Три четверти часа назад она вдруг вспомнила, что мамаша просила её сходить к галантерейщице, узнать, не появилась ли наконец в продаже туалетная вода с любимыми ею ароматами, и, если появилась — купить для неё пару флаконов. Мама не доверяла эту важную миссию горничной Любе, так как она вечно приносила не то, что нужно.

Владимир галантно предложил отвезти Елену в своём экипаже, а затем — немного прогуляться, пока папенька с маменькой не вернулись. Разумеется, в этом не было ничего странного — ведь они будущие близкие родственники — но, уже усаживаясь в коляску, Елена вдруг поняла, что ни разу не оставалась с ним так близко наедине. Владимир приказал кучеру трогаться, расположился рядом с Еленой. Она начала было что-то говорить; слушая её, Левашёв повернулся — так что она буквально почувствовала его дыхание на своей щеке… О Боже! Хорошо ли это с её стороны, находиться к нему так близко?

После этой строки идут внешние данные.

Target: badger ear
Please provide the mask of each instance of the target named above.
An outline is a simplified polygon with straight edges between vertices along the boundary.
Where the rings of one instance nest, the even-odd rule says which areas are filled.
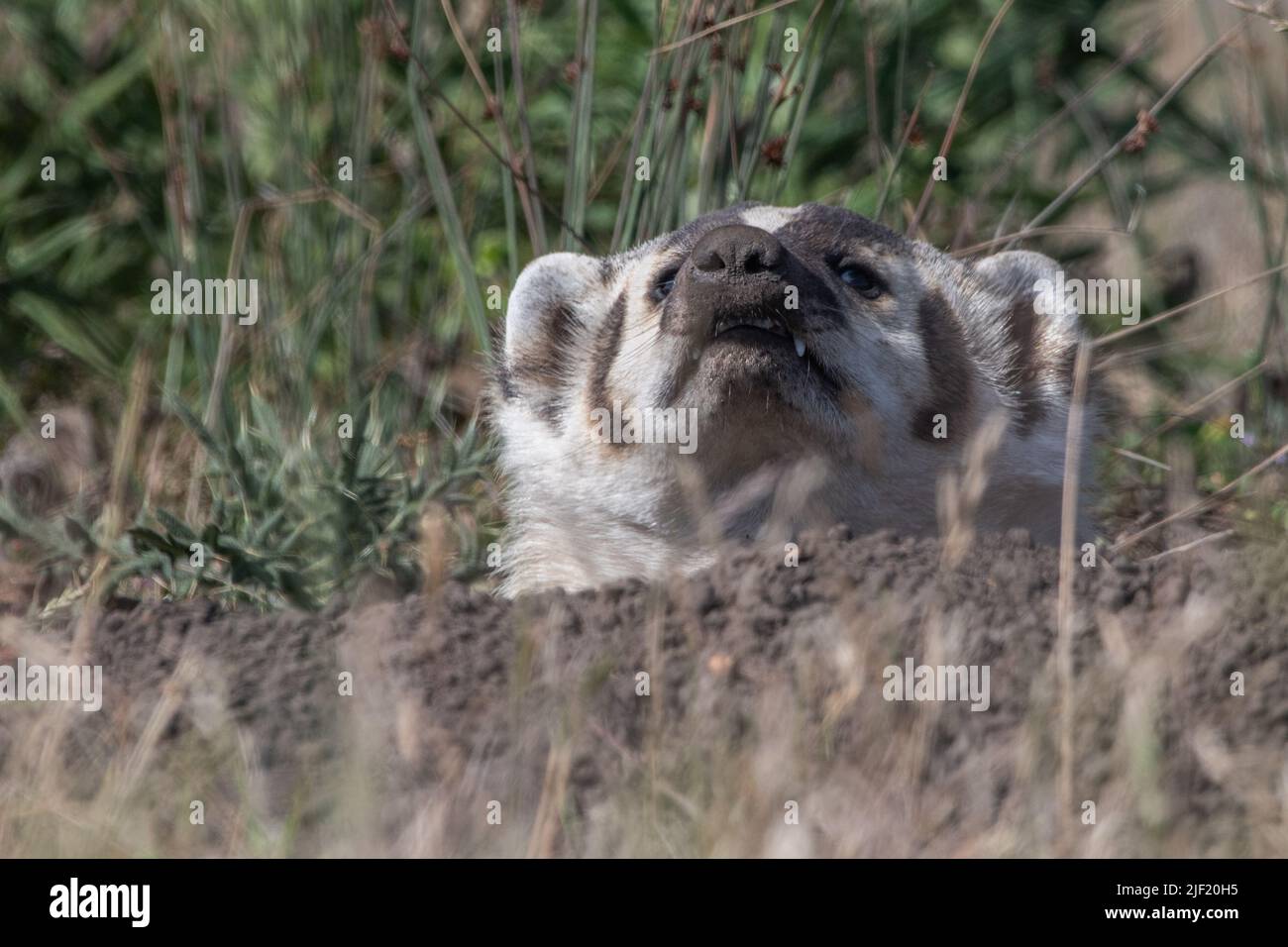
[[[1020,408],[1020,433],[1027,434],[1068,398],[1081,313],[1057,291],[1063,268],[1050,256],[1001,253],[976,263],[975,272],[1001,298],[996,312],[1006,380]]]
[[[505,314],[500,368],[506,399],[556,412],[595,313],[604,308],[604,267],[596,256],[538,256],[519,274]]]
[[[1012,311],[1027,307],[1033,316],[1052,323],[1048,331],[1077,336],[1082,313],[1055,292],[1064,278],[1063,271],[1050,256],[1030,250],[1007,250],[975,264],[975,272],[1010,300]]]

Ехать было всего пару улиц, Елене же и вовсе показалось, что прошёл лишь один миг — а экипаж уже затормозил перед дверями лавки. На выбор духов для маменьки ушло некоторое время, но она старалась ещё протянуть эти блаженные минуты: ведь она знала, что Владимир ждёт её снаружи, чтобы отвезти домой!

А когда Елена выходила на улицу, оказалось, что изменчивая петербургская погода приготовила им сюрприз: хлынул тёплый, но сильный летний дождь. Она замялась на ступеньках лавки; Владимир ринулся навстречу, лицо его осветилось улыбкой. Он сорвал с себя светло-серый фрак и накинул ей на плечи, чтобы уберечь от дождя… Весь обратный путь они молчали, но боковым зрением Елена видела, что граф Левашёв не отрывал от неё глаз. Что же это такое? Что с ним сегодня? Она тяготилась неловким молчанием, но не могла заставить себя заговорить.

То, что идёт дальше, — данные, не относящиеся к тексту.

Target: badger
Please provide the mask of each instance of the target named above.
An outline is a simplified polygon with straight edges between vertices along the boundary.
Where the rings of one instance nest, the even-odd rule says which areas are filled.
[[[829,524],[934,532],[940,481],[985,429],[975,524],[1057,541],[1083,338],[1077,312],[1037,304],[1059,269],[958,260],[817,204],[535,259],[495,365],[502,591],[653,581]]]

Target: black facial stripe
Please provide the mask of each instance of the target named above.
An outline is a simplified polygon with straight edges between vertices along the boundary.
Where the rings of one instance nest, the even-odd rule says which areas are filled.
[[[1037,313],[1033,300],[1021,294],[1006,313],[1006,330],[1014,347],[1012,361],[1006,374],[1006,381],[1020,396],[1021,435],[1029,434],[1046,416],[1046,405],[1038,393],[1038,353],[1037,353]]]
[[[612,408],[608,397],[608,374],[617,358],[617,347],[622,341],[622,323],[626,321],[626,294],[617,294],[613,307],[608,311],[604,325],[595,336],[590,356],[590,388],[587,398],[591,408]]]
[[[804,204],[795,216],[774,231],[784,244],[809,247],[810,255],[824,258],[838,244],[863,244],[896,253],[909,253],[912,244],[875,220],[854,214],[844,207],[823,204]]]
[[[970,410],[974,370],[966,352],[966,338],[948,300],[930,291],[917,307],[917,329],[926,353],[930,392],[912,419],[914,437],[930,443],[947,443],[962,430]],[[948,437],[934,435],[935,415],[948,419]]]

А когда коляска уже подъехала к дому на набережной Мойки, случилась ещё более странная вещь. Владимир уже подал ей руку, чтобы помочь выйти из экипажа, а она примеривалась, куда бы ловчее ступить, чтобы не угодить в лужу, как вдруг — она и понять ничего не успела — он легко, будто пушинку, подхватил её на руки. Елена ахнула и предприняла слабую попытку вырваться; граф перенёс её через лужи и бережно поставил на ступеньки у дверей…

Они поднялись в квартиру, не глядя друг на друга, причём Владимир шёл за ней, печально опустив голову. Когда горничная Люба проводила их в гостиную, забрала у него промокший фрак и ушла — он взглянул на Елену, покорно и беззащитно, будто провинившийся ребёнок. Сердце у неё сжалось: она заметила, что Владимира бьёт озноб, хотя в гостиной вовсе не было холодно.

— Вам нездоровится, господин граф, или вы продрогли? — взволнованно спросила она. — Я сейчас велю принести горячего чаю или кофею…

— Ничего не надо, — шёпотом произнёс граф Левашёв. — Пожалуйста… Простите меня, Елена Алексеевна.

Она открыла было рот, собираясь спросить: за что? — но тут в передней послышался раздражённый голос папеньки, и Елена бросилась туда.

***

Оставшись один, Владимир сделал несколько шагов по тёмно-голубому ковру и остановился перед зеркалом. Отлично, кажется, всё прошло как надо. Он разгладил свои небольшие, аккуратные бакенбарды, очень идущие к его аристократически-удлинённому лицу с орлиным носом и чувственными губами. Граф Левашёв уделял весьма много внимания своей внешности и каждое утро подолгу занимался собственным туалетом: он помнил, что не может позволить себе потерять столь сильное преимущество.

Ещё со времён окончания кадетского корпуса, после которого он не пошёл по военной службе, а был зачислен на гражданскую с чином X класса, Владимир осознал, что покорять женские сердца ему было бы куда проще в гвардейской форме. Увы — всякая дисциплина и муштра была противна его натуре, и служба в армии, при всём почёте, представлялась ему каким-то кошмаром. Поэтому единственное, что ему оставалось — носить гражданское платье с неменьшим шиком, чем военные носили свои мундиры.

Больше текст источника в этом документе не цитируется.